Наши отношения становились все более непонятными, за исключением моих отношений с ее сыном. Я был уверен, что буду любить его как родного, смогу воспитать под себя, и никто не скажет, что воспитываю неправильно. Я хотел ребенка, сына, я стал пробовать себя в роли отца, у которого мальчик, и у меня получалось. При мне он начал говорить, я услышал его первые слова.
Мне открылся удивительный мир маленького мальчика. Его звали Станислав. Стас, Стасик - так звала его Ольга, так стал звать его и я. Наблюдая ежедневно свои различия с матерью, и подозревая, что здесь что-то не так, мальчишка успокоился, когда нашел совпадения с собой в моем лице. Когда Ольга и Стас гостили у меня, Стас по пятам ходил за мной, внимательно отслеживая все мои посещения по малой нужде.

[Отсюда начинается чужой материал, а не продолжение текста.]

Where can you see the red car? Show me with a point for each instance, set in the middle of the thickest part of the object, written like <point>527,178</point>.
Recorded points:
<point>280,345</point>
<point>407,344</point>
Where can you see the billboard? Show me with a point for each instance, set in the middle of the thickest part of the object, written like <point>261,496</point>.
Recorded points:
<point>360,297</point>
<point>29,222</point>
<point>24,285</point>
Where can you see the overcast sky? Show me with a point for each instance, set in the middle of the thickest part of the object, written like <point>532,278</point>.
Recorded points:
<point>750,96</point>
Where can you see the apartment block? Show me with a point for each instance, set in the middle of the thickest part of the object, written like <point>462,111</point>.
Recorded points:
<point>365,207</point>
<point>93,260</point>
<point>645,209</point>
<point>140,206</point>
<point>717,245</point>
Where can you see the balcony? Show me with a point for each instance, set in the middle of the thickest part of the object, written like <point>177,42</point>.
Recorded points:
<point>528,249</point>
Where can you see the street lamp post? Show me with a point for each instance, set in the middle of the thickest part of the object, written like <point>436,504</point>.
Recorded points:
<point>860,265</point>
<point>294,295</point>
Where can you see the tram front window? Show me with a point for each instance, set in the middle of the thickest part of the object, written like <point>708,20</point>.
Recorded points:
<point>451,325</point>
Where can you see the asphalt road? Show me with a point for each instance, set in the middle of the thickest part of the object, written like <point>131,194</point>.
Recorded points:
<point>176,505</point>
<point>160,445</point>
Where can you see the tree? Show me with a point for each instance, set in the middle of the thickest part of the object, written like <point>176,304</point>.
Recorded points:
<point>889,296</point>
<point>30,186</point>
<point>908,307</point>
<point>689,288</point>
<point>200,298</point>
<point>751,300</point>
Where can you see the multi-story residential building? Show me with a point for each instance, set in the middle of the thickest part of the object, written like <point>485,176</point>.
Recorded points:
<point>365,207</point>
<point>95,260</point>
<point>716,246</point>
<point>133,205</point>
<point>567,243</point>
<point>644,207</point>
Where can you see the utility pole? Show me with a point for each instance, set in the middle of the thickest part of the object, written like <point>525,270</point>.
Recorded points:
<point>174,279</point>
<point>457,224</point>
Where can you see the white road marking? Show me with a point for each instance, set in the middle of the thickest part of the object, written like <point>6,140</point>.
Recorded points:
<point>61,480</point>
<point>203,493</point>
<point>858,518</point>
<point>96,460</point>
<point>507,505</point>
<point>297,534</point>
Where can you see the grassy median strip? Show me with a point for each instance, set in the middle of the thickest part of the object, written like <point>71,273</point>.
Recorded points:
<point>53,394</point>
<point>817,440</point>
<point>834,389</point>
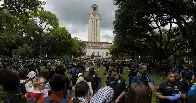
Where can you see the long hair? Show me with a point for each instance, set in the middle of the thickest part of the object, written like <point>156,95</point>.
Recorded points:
<point>138,93</point>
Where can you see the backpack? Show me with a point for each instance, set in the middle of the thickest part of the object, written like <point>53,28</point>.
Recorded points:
<point>48,100</point>
<point>14,98</point>
<point>22,87</point>
<point>33,100</point>
<point>75,100</point>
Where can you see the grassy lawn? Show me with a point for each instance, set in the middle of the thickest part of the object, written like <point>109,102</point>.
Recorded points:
<point>100,72</point>
<point>157,79</point>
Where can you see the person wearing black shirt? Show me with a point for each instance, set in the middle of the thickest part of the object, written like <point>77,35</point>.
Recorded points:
<point>168,91</point>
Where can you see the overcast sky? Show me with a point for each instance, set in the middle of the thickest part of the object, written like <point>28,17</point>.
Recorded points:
<point>73,14</point>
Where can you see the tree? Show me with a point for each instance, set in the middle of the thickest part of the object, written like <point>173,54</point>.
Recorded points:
<point>24,51</point>
<point>160,25</point>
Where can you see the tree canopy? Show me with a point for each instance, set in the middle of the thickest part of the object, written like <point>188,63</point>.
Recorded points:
<point>27,30</point>
<point>157,28</point>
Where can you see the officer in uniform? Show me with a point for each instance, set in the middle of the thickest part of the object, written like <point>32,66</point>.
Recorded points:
<point>118,84</point>
<point>191,96</point>
<point>188,75</point>
<point>94,79</point>
<point>74,74</point>
<point>132,73</point>
<point>168,91</point>
<point>182,84</point>
<point>143,77</point>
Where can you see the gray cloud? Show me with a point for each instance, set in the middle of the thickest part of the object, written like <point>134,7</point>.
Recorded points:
<point>73,14</point>
<point>107,36</point>
<point>77,11</point>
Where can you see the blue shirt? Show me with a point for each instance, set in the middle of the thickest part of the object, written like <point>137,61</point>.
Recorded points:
<point>136,79</point>
<point>192,90</point>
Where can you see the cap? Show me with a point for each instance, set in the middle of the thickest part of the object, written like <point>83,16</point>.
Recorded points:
<point>80,74</point>
<point>114,69</point>
<point>142,67</point>
<point>31,74</point>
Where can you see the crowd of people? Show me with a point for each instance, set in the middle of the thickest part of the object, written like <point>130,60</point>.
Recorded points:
<point>24,81</point>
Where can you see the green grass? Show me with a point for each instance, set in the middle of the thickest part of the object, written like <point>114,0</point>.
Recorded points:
<point>100,72</point>
<point>157,79</point>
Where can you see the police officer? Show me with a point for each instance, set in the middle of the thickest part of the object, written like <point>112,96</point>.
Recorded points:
<point>94,79</point>
<point>191,96</point>
<point>132,73</point>
<point>188,75</point>
<point>143,77</point>
<point>74,71</point>
<point>181,83</point>
<point>118,84</point>
<point>168,91</point>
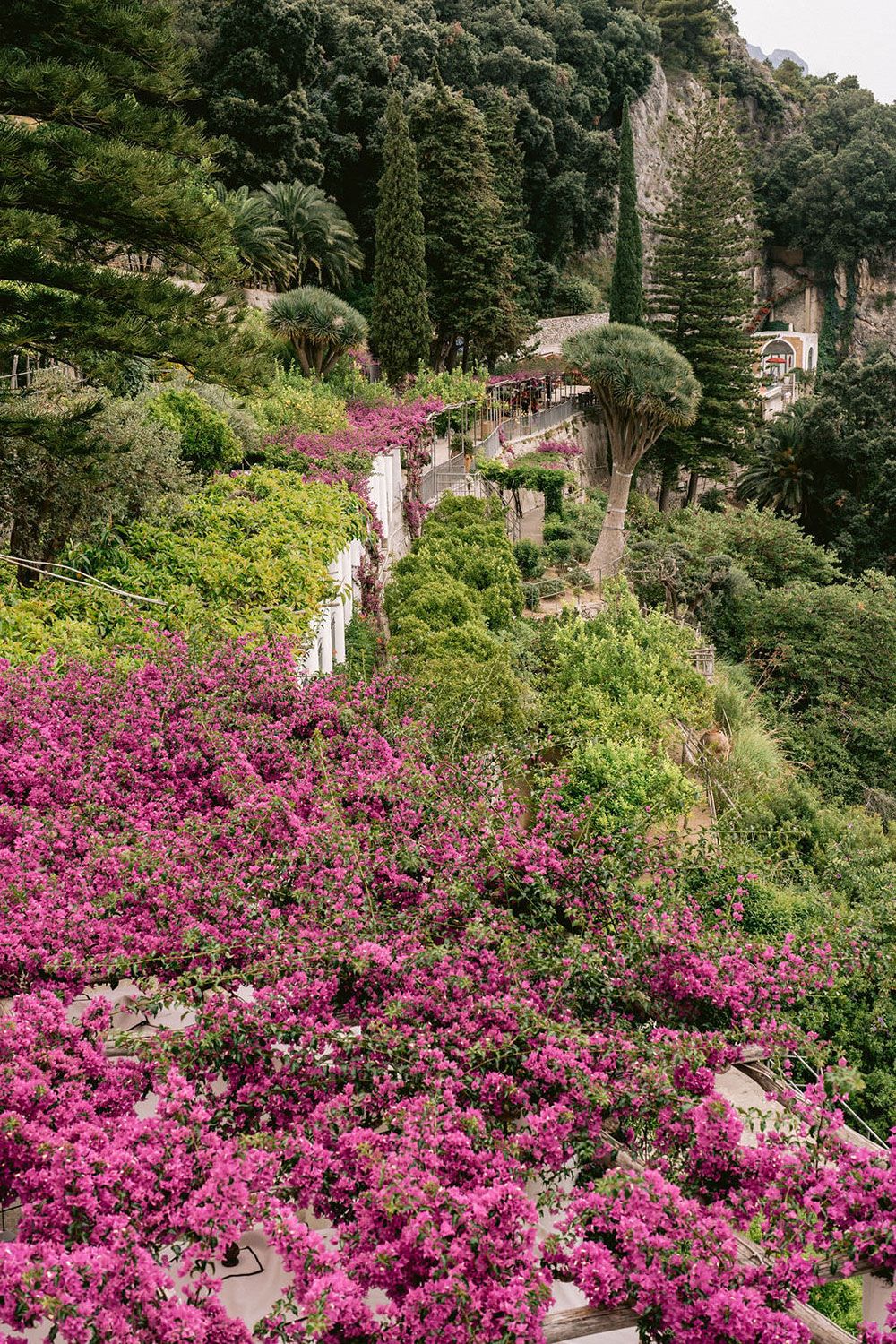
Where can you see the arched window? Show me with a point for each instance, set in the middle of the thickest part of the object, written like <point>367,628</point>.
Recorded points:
<point>778,359</point>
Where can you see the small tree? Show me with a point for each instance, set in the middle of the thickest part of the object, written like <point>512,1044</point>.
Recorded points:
<point>626,290</point>
<point>401,319</point>
<point>319,325</point>
<point>643,387</point>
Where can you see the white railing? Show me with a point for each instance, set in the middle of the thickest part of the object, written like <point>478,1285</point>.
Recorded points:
<point>327,647</point>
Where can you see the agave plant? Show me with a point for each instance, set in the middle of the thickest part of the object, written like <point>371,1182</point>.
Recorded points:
<point>323,241</point>
<point>778,478</point>
<point>261,241</point>
<point>320,327</point>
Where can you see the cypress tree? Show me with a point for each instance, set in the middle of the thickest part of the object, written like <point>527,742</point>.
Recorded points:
<point>104,204</point>
<point>626,289</point>
<point>401,323</point>
<point>702,298</point>
<point>520,298</point>
<point>88,255</point>
<point>468,261</point>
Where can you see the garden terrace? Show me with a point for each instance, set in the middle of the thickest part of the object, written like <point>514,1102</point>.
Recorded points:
<point>419,1027</point>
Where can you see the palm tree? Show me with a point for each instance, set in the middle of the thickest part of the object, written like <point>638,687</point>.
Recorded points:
<point>319,324</point>
<point>643,386</point>
<point>778,478</point>
<point>324,244</point>
<point>261,241</point>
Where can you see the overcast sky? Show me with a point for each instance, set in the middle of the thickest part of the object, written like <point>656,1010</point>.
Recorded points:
<point>850,37</point>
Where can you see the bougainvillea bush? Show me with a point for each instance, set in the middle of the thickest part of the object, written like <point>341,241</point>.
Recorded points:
<point>410,1012</point>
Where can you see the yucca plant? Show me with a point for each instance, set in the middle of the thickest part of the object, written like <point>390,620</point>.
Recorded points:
<point>643,387</point>
<point>320,327</point>
<point>323,241</point>
<point>261,241</point>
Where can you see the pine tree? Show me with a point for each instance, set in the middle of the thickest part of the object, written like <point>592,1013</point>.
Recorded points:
<point>401,320</point>
<point>700,297</point>
<point>104,202</point>
<point>626,289</point>
<point>466,257</point>
<point>688,30</point>
<point>260,58</point>
<point>86,255</point>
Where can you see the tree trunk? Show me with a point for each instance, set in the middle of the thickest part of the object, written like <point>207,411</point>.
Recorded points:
<point>669,481</point>
<point>607,553</point>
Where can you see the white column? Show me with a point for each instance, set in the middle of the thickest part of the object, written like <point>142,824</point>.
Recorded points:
<point>339,632</point>
<point>346,581</point>
<point>314,658</point>
<point>327,642</point>
<point>355,551</point>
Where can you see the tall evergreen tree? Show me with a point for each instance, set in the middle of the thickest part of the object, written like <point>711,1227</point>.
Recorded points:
<point>521,297</point>
<point>626,289</point>
<point>700,296</point>
<point>468,261</point>
<point>102,194</point>
<point>104,202</point>
<point>258,62</point>
<point>401,323</point>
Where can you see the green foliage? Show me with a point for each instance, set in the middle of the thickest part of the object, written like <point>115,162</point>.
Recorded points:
<point>449,386</point>
<point>446,607</point>
<point>831,187</point>
<point>139,195</point>
<point>689,31</point>
<point>245,556</point>
<point>828,659</point>
<point>712,567</point>
<point>473,303</point>
<point>109,464</point>
<point>261,241</point>
<point>626,289</point>
<point>207,441</point>
<point>778,476</point>
<point>301,85</point>
<point>611,690</point>
<point>528,558</point>
<point>362,648</point>
<point>538,472</point>
<point>401,322</point>
<point>699,297</point>
<point>258,59</point>
<point>847,451</point>
<point>841,1301</point>
<point>319,325</point>
<point>292,401</point>
<point>323,244</point>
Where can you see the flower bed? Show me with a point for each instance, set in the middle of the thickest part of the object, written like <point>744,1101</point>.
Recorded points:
<point>454,994</point>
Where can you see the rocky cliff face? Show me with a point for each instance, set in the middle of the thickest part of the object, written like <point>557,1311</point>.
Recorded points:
<point>798,295</point>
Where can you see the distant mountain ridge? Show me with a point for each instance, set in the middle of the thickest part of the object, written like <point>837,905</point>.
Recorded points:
<point>778,56</point>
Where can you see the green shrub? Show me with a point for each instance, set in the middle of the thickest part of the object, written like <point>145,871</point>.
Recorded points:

Наверно, ребенок еще не далеко ушел от того первозданного мира, который называют wild word, и потому его позывы возникали всякий раз как по заказу, и были обусловлены моими.
Мой "цёни" (у Стаса это означало "черный"), мой великолепный черный унитаз сослужил мне службу в воспитании такую, которая никогда не сравнится ни с какими кубиками, картинками, книжками. Когда унитаз атаковывался с двух сторон, умываясь фонтанами из двух источников, я чувствовал себя великим педагогом, причем без особых к тому усилий, а воспитательный эффект был в разы больше, чем всякие занимательно-развивающие игры. Какое другое удовольствие в воспитании мальчишки можно сравнить с этой простой взаимной, а главное, естественной демонстрацией самых начальных мужских достоинств!
Оказалось, что я научил его еще кое-чему:
-Стасик мне ноги целует, у тебя научился. Вот глупый. - Ольга сообщила мне об этом с легкой усмешкой, означавшей, что такой "учебе" она была совсем не против.
-Ничего, зато это самая правильная мужская глупость.
Мои уроки гендерной самоидентификации помогли Стасу обрести, а мне удвоить собственную гордость от нашей принадлежности к противоположной от женщин половине человечества. Стас своим быстроразвивающимся мужским умом догадался, что к этой половине не относится не только мать, но и его бабушка, а еще ее соседка-подружка по даче и лестничной площадке. Было забавно видеть, как он с радостью отнес их всех к "девочкам". Я был горд своей ролью, рад успехам, и считал Стасика своим продолжением, решив, что это и есть бессмертие, которое я уже приобрел.
Вопреки общепринятому этикету, пусть и дежурному, Ольга ни разу не спросила о моей дочери. Эта тема если и интересовала ее, то с другой, чисто практической стороны.
Я купил дочери велосипед, и не смог соврать Ольге, сколько он стоит. Ольга нервно дернулась, но в комментариях была сдержана:
-Ну и избалована же она у тебя.
В начале знакомства недостаточность денег еще не является определяющей причиной для женских упреков. Поначалу они замаскированы под какие-нибудь "неправильное воспитание", "баловство", "потакание детскому эгоизму" и все в этом роде.
Я опешил. Я внимательно смотрел на неё и молчал. Что в этом ее еще не очень сильном, эмоциональном недовольстве потом проявит себя во всю силу женской непримиримости?
Ольга быстро справилась с собой:
-Извини. Просто я очень ревную тебя к твоей семье.
Больше про дочку я не упоминал. Как потом оказалось, эта тема еще не была исчерпана. Это может показаться странным, но я обрывал себя всякий раз, чуть только мне хотелось поделиться своим родительским опытом. И отношения катились дальше, и казалось, линия их была вполне нарастающей, но вместе с этой нарастающей линией нарастала и другая.